What this buys you, and what it still misses
Once you hold "the array is the state" firmly, a surprising number of harness features reveal themselves as simple operations on this list:
- Memory (CLAUDE.md) is just prepending durable facts to the array before the session starts.
- Compaction (summarization) is replacing a long stretch of old messages with a short summary message.
- Durability (checkpointing) is serializing the array to disk after each turn so a crash can reload it.
- Sub-agents (handoffs) are spawning a fresh array for a child, then folding its result back as one message in the parent's array.
They are all, at bottom, edits to this one tape. Which is exactly why we spent a whole chapter on it before touching any of them.
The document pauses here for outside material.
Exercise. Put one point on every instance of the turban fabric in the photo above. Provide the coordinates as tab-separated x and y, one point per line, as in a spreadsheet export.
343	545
What the array does not solve, on its own, is its own growth. Nothing here stops the tape from ballooning past the context window, at which point the model physically cannot see the early turns and resending everything stops being an option. That pressure — a growing state versus a fixed window — is the central tension of Layer 3, the context engine, and it is where we head next. But now you carry the right mental model into it: there is no hidden memory to manage, only this array — and context engineering is the art of deciding, every single turn, what earns a place on the tape.